But what unfolded that day was horrific. According to some people present at Sangam that day, the trouble started when lay devotees broke into the ranks of the sadhus, who take their right to the dip very seri­ously. Enraged at the breach, the sadhus let loose their elephants and horses, and tore through the laity with their chimtas (tongs), tridents and swords. Many thousands perished.

Then came the greater administrative betrayal. The scale of the carnage was hushed up. Old-timers from Allahabad will tell you that the official number was a fraction of the total. Not surprisingly, Kumbh Mela: Mapping the Ephemeral Megacity, a collec­tion of essays on the organisa­tion of the Kumbh at Allahabad put together by Harvard Uni­versity’s South Asia Institute, notes from official sources that a ‘rogue elephant’ caused the car­nage and that there were ‘over 500 deaths’. No one was allowed to take pictures of the dead.

Raja Ram Tiwari, who has manned the lost-and-found bureau at the Kumbh from the 1940s, told this writer that when Nehru was later told of the number of deaths at Anand Bhavan, he dropped the tea-cup he was holding.

The tragedy spurred the state to appoint a senior civil servant to suggest better ways of manag­ing the Kumbh. Rules were laid for building more bridges, for ensuring one-way, pedestrian-only streets, and for breaking up the massive venue—1,937 hect­ares at last count—into smaller sectors. It’s basically the same plan that’s followed today.

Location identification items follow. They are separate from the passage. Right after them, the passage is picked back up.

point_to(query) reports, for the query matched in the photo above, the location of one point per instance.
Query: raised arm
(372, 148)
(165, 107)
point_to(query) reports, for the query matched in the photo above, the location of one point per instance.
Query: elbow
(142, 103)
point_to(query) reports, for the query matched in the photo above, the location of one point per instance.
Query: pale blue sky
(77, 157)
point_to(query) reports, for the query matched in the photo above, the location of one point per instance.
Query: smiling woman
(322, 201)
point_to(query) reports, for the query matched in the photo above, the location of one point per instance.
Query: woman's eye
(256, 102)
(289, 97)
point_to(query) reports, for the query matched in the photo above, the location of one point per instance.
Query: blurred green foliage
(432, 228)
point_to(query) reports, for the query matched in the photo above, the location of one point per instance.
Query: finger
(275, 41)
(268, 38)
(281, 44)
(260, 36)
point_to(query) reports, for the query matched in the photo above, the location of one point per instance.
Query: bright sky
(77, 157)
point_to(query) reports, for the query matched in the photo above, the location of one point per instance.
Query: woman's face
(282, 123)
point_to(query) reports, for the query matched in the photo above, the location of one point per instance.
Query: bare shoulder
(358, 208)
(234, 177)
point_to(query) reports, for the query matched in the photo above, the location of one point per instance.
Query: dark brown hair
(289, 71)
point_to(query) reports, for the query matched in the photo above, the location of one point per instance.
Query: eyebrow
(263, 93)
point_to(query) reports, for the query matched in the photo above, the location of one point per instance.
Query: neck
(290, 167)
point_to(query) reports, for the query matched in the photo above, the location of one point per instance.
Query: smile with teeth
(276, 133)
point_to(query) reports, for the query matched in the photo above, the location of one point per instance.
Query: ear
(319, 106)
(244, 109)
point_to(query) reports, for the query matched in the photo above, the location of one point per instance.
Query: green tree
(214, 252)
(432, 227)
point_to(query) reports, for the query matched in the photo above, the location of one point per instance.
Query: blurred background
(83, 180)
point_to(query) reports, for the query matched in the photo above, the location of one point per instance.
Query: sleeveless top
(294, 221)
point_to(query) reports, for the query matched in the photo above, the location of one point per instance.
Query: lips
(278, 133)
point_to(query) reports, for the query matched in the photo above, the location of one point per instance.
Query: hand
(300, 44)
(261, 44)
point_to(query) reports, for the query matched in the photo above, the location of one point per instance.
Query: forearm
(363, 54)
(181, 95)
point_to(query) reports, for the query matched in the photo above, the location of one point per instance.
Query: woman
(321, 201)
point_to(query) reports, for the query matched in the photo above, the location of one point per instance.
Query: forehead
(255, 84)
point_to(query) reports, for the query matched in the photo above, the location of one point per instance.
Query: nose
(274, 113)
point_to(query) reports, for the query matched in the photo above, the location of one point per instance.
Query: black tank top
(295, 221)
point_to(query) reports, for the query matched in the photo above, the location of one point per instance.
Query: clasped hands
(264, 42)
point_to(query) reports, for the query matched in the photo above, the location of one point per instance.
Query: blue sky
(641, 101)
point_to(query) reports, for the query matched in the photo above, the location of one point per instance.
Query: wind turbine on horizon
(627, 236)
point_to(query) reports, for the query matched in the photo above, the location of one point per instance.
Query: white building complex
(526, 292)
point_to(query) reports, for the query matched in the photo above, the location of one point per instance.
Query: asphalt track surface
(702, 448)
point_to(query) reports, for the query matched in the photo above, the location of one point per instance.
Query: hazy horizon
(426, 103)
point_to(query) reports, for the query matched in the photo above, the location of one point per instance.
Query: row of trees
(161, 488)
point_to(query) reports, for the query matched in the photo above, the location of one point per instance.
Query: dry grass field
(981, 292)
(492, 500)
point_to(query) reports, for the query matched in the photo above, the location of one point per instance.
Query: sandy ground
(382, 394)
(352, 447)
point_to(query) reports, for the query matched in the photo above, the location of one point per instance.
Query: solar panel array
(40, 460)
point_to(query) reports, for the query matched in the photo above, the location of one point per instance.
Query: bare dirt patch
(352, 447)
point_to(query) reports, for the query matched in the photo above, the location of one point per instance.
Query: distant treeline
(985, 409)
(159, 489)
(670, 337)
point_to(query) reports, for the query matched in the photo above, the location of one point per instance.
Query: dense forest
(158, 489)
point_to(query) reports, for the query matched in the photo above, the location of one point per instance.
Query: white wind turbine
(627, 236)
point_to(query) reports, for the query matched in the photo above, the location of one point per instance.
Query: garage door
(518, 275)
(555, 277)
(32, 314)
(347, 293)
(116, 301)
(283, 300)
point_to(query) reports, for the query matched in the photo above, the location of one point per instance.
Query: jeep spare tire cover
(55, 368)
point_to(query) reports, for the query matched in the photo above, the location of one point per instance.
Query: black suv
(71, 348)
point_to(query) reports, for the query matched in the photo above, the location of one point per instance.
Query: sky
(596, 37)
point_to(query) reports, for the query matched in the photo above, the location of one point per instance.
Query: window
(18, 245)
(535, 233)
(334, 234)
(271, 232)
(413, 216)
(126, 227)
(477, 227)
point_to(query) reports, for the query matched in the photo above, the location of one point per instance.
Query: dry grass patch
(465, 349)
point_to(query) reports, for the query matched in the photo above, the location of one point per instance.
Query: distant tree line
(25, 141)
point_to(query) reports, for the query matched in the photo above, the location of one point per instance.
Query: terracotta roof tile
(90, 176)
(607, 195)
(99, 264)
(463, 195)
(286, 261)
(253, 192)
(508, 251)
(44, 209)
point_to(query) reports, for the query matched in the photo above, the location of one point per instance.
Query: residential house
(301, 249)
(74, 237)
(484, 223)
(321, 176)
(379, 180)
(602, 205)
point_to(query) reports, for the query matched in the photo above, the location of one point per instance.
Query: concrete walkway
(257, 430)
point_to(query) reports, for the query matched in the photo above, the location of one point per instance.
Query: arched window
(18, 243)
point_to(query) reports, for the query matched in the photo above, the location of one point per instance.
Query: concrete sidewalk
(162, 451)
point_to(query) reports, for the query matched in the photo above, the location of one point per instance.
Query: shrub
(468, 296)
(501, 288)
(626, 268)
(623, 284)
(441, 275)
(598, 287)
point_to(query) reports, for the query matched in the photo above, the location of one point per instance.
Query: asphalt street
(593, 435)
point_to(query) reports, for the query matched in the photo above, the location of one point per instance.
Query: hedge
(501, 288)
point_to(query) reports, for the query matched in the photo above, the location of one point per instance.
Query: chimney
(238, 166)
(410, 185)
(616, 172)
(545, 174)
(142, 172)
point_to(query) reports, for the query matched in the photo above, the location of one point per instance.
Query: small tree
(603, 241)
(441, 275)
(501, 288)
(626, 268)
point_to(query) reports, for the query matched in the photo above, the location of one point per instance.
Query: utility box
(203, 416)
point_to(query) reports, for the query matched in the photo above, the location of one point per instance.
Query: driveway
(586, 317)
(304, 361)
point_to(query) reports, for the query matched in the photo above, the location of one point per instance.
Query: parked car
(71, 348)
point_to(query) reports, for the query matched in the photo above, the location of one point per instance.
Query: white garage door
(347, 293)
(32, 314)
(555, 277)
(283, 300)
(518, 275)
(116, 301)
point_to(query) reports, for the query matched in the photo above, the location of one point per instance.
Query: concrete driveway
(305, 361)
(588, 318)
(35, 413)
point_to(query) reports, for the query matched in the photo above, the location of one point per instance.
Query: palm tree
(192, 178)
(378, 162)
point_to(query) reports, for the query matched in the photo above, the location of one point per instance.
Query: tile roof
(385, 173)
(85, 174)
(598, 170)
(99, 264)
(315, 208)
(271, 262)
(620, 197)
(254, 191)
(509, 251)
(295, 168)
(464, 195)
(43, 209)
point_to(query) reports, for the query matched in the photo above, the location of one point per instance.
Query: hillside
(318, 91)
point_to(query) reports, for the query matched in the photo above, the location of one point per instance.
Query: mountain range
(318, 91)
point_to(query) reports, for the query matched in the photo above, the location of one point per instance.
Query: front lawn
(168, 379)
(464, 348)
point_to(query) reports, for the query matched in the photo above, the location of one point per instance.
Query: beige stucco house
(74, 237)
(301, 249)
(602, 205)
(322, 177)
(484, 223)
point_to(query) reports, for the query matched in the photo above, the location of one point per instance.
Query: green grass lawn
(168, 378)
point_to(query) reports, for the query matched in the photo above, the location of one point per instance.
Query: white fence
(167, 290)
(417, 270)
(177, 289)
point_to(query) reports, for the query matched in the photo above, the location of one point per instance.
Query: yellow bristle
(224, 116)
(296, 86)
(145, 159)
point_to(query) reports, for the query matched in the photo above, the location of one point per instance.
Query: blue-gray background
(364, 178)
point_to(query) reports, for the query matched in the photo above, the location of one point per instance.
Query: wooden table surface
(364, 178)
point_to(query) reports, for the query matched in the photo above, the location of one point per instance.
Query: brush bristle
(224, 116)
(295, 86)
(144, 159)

But if the official number of pilgrims at the 1954 event was 6 million, by 2013, that number had grown to 120 million. This called for an entirely different scale of operation. That massive administrative effort was at the heart of the Harvard enquiry. The university drew up a team of more than 50 faculty, staff and students from the disciplines of public health, business, design, arts and sciences, and divinity. They looked at various aspects of the large pop-up city that comes up on the Sangam sands for a few intense months every 12 years.

Edited by Rahul Mehrotra of the Graduate School of Design at Harvard and Felipe Vera, director of the Center for Ecol­ogy, Landscape and Urbanism, the book moves from a broader view of the basics to details of administrative management. They try to suggest better ways of managing the crowd, employing maps and schematic diagrams to good effect.

One of the most interesting enquiries is by Jukka-Pekka Onnela and Tarun Khanna, who try to understand crowd move­ments through mobile phone usage. At an event where crowd numbers are educated guesses at best, it’s one of the best tools to be deployed, though the authors concede the need to process the data more efficiently.

The book misses out on the political impact of group nego­tiations at such a high-profile event. The private sector’s efforts are also not in focus. But it is a commendable research effort. One hopes future Kumbh administrators will take note of it, and will employ greater resources to understand the world’s largest crowd.